Growth-oriented stocks outpaced their value-oriented counterparts, adding to their significant advantage for the year thus far; although, value stocks were able to recover some momentum during the final weeks of the quarter. Small-cap stocks outperformed large-cap stocks during the quarter, with the Russell 2000 Index returning 5.7% compared to the Russell 1000 Index at 4.5%. Technology was the best performing S&P sector with an 8.6% gain during the quarter, while Consumer Staples was the worst performing, down 1.3%.

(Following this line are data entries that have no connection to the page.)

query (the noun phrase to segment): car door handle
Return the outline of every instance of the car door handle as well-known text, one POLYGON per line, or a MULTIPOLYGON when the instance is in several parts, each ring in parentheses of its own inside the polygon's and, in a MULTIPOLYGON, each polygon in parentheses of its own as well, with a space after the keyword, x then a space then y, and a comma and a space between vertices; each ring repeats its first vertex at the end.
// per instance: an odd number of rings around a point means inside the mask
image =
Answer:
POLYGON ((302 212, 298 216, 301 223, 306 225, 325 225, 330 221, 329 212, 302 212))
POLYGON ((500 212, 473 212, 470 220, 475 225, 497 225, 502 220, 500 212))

International equity markets collectively outperformed the domestic markets. Emerging markets were the strongest performer, with the MSCI EM Index returning 7.9% (USD) for the quarter, noting Brazil, Russia, and China as the top performers within the index. Developed markets also performed well, with the MSCI EAFE Index returning 5.4% (USD). International performance during the quarter can be attributed to strong economic growth, solid corporate earnings, and a rise in oil prices. An increase in the strength of many major currencies against the U.S. dollar also contributed.
The yield on 10-year Treasury notes fell from 2.3% to a 10-month low of 2.1% early in September, then rebounded to 2.3% by the quarter’s end. The 2-year Treasury note finished the quarter just below 1.5%, the highest level in almost 9 years, causing the yield curve to flatten. Boosted by investor demand for higher yields, as well as generally healthy fundamentals, emerging markets debt was the best performing fixed income sector, with the BBgBarc Emerging Markets Index returning 2.3% during the quarter. The Federal Open Market Committee (“FOMC”) left rates unchanged during the quarter. Current expectations are for a rate hike in December, followed by three increases in 2018. At its September meeting the FOMC officially announced plans to begin unwinding its $4.5 trillion balance sheet, beginning in October.
The initial estimate of third quarter GDP is 3.0% annualized growth, beating consensus expectations. A rise in inventories, strong consumer spending, increased nonresidential investment, and a narrowing net export deficit all contributed to the better-than-expected economic growth. One of the few weaknesses noted in the report was a 6% decrease in residential investment. The global economy also continued its relatively steady, synchronized expansion, supported by export-oriented sectors and manufacturing activity.
Job gains averaged 91,000 per month during the quarter, despite losing 33,000 jobs in September as a result of the ferocious hurricanes that struck Texas, Florida, and neighboring states. The unemployment rate fell from 4.4% to 4.2%, reaching its lowest level since January 2001, while the labor force participation rate increased slightly from 62.9% to 63.1%.
Headline inflation rose from 1.6% to 2.2% during the quarter, whilst core inflation, which excludes food and energy, remained flat at 1.7% for the fifth consecutive month. Much of the increase in headline inflation can be attributed to a hurricane-related 6.1% increase in energy prices.